Here is the way we're phrasing the goal: "Begin the process of empowering younger generations to lead the church and influence ministry by assuring that we achieve 10% growth in the number of millenials (those born between 1980-2000) who are serving in each ministry department at Grace." One of the ways that the church can fight off extinction is to stay young and continue to reach and empower new generations to follow Jesus. We have modeled this philosophy by the way we have staffed at Grace (our last two hires are ages 20 and 29). But we need to assure that "young blood" is filtering in to each department and affecting how we do ministry.

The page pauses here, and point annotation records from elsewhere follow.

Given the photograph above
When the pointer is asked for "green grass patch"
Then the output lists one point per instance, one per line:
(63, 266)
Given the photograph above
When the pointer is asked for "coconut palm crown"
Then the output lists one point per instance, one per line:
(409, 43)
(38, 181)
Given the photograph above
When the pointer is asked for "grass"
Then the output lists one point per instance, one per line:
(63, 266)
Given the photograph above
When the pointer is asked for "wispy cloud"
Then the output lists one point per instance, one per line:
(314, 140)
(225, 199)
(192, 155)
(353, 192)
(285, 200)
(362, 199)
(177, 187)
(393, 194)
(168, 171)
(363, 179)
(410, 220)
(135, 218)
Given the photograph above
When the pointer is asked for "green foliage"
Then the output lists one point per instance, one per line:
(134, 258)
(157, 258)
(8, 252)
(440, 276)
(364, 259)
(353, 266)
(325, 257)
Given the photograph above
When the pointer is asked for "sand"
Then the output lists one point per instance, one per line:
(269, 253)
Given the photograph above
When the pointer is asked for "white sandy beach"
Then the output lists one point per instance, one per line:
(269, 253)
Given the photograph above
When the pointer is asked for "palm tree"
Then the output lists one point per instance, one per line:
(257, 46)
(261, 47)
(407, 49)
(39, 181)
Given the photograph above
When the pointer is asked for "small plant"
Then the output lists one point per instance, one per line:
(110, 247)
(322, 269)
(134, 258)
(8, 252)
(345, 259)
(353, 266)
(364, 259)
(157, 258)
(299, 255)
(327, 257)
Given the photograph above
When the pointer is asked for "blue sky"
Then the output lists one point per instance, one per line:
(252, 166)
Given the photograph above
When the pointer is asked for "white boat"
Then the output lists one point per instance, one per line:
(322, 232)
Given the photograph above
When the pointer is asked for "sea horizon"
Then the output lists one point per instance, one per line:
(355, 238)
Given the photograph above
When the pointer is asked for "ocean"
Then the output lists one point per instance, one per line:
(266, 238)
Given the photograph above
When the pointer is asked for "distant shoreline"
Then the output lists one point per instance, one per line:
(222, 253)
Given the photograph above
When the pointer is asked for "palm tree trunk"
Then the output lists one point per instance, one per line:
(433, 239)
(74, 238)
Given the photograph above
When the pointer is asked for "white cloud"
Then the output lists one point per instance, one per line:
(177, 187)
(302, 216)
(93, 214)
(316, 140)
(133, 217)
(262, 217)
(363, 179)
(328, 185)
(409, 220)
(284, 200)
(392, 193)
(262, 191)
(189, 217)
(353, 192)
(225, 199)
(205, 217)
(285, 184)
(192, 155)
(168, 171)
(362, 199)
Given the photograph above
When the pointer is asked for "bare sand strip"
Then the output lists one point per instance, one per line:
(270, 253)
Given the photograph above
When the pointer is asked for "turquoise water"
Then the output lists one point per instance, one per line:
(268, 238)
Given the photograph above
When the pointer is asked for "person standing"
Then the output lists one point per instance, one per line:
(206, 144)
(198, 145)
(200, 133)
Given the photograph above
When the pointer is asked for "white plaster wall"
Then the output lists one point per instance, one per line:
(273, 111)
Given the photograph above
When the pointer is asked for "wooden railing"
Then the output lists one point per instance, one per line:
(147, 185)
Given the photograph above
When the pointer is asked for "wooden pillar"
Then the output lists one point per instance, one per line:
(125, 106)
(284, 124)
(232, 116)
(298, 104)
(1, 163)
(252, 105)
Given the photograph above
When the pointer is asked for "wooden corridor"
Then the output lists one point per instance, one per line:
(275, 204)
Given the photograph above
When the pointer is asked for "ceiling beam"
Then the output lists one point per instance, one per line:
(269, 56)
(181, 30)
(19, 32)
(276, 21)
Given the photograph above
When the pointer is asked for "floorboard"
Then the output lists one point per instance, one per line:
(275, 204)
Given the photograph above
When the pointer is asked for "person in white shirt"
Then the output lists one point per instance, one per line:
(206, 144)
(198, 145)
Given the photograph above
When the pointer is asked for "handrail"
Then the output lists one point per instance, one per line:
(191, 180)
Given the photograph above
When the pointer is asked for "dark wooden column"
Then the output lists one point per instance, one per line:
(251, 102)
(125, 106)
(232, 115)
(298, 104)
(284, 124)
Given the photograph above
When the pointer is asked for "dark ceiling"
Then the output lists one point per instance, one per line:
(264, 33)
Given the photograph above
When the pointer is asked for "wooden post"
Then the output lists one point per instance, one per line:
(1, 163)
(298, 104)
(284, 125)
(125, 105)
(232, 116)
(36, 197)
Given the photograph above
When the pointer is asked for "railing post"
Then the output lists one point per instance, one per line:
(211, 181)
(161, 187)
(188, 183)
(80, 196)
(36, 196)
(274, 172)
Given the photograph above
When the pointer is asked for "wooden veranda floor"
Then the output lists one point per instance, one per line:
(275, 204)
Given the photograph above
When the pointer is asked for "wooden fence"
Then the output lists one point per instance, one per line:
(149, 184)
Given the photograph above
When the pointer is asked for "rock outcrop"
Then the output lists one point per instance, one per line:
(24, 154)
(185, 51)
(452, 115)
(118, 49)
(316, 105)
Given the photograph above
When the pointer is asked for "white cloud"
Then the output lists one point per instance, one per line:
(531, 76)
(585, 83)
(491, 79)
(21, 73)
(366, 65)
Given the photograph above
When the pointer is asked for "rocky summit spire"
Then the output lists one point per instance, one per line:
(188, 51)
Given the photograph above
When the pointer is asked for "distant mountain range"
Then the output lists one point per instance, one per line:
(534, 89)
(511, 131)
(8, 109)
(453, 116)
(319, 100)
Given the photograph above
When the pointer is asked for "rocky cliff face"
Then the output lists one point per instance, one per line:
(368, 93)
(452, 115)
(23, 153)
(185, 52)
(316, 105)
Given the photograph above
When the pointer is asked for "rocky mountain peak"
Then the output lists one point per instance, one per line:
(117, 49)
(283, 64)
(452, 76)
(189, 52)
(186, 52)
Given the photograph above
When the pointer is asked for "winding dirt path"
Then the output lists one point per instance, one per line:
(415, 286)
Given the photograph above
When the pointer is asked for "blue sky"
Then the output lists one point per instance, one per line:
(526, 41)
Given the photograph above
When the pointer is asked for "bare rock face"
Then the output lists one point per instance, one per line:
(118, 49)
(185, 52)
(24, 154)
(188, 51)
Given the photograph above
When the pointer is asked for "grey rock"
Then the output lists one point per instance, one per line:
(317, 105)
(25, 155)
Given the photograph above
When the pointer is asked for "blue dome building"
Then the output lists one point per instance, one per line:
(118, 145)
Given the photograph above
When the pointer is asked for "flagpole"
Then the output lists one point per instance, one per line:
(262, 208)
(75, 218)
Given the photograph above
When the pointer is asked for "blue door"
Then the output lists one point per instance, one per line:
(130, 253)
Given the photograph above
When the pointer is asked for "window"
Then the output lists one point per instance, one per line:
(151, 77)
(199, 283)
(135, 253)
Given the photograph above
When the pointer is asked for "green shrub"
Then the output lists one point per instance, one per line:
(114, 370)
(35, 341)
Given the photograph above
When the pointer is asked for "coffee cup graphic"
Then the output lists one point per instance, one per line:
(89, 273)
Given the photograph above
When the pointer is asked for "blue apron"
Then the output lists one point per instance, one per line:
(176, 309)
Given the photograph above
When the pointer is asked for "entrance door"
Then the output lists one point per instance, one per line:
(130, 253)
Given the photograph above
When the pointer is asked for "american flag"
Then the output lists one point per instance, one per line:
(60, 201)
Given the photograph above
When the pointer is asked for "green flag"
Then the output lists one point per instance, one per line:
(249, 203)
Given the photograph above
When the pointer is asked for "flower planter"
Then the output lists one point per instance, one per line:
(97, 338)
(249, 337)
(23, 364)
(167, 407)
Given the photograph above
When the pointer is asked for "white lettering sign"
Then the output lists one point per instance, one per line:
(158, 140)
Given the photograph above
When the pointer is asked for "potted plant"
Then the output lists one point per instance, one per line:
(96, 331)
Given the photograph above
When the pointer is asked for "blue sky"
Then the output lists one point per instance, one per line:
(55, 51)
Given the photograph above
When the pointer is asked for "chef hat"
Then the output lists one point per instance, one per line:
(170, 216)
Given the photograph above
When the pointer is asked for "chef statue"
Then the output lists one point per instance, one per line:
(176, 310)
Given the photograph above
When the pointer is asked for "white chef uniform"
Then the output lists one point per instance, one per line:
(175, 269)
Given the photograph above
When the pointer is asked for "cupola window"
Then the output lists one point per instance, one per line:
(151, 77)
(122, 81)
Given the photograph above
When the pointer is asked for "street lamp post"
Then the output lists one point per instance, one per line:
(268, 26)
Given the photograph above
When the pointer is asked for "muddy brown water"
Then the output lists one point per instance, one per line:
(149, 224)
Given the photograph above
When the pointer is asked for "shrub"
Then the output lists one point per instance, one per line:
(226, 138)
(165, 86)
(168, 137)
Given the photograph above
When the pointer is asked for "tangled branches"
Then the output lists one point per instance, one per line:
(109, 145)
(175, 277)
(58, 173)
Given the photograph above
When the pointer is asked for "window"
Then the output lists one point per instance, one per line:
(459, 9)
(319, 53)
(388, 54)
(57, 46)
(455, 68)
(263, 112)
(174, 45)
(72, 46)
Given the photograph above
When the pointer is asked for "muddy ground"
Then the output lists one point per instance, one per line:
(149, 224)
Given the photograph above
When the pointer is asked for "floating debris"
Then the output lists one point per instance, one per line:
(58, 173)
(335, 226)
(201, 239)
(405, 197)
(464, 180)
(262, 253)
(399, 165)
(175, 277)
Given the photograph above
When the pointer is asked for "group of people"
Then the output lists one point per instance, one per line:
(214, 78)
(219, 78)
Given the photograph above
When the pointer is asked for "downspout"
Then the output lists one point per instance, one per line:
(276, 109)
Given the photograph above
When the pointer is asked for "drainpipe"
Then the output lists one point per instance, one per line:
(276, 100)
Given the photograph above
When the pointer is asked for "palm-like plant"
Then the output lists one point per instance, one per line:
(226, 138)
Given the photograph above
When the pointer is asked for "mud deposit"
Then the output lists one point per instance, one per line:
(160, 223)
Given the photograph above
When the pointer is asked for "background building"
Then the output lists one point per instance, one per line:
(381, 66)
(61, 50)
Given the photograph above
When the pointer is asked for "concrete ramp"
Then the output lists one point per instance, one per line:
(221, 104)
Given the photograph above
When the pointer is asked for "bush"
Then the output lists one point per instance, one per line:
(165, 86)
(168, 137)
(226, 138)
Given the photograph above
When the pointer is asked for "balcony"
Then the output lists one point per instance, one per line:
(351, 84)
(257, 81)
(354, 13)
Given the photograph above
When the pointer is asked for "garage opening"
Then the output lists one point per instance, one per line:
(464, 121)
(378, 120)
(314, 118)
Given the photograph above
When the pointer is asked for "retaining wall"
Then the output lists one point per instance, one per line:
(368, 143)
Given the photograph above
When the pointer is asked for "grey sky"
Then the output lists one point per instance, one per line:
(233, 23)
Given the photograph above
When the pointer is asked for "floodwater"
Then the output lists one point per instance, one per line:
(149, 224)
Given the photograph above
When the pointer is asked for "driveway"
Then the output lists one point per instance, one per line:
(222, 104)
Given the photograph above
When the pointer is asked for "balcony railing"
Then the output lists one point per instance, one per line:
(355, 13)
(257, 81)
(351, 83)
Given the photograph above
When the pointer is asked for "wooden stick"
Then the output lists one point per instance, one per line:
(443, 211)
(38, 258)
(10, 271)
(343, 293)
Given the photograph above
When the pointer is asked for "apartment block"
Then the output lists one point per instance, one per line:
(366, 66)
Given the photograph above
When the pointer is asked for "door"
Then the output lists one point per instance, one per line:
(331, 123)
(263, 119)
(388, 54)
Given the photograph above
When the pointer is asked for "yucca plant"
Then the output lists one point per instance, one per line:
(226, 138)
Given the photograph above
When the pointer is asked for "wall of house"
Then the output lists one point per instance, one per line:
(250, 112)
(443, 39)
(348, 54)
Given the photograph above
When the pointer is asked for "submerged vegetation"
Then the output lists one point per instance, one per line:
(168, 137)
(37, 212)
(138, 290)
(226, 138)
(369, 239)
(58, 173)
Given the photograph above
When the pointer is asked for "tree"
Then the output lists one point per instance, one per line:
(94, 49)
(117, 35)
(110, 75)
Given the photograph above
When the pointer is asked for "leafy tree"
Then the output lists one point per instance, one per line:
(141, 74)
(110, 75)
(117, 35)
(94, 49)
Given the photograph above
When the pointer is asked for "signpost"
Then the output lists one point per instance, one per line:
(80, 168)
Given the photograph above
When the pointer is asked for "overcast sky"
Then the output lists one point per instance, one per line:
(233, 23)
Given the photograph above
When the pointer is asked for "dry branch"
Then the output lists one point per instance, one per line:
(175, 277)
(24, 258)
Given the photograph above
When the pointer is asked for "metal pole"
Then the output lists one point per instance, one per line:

The world is completely different for teenagers and 20-somethings than it was for this 37 year-old dinosaur and those older than me. Without compromizing the scandal of the gospel in any way- we must figure out how to reach out to them, and grow them in Christ, and connect them to the church, and empower them for ministry, and facilitate their worship to a Holy God. The way that we do these things will be different than the way we have done it up until now.

With the ministry staff that we have thinking and strategizing about this, I am confident that Grace will continue to re-invent herself for increasing effectiveness. Those in our church who are older will be called on like never before because the Scriptures command them to be involved in this process of training and investing in a new generation of Christ-followers. I'm convinced that Grace's best days are ahead.

What do you think are the most dangerous enemies to a local church's ability to survive and thrive?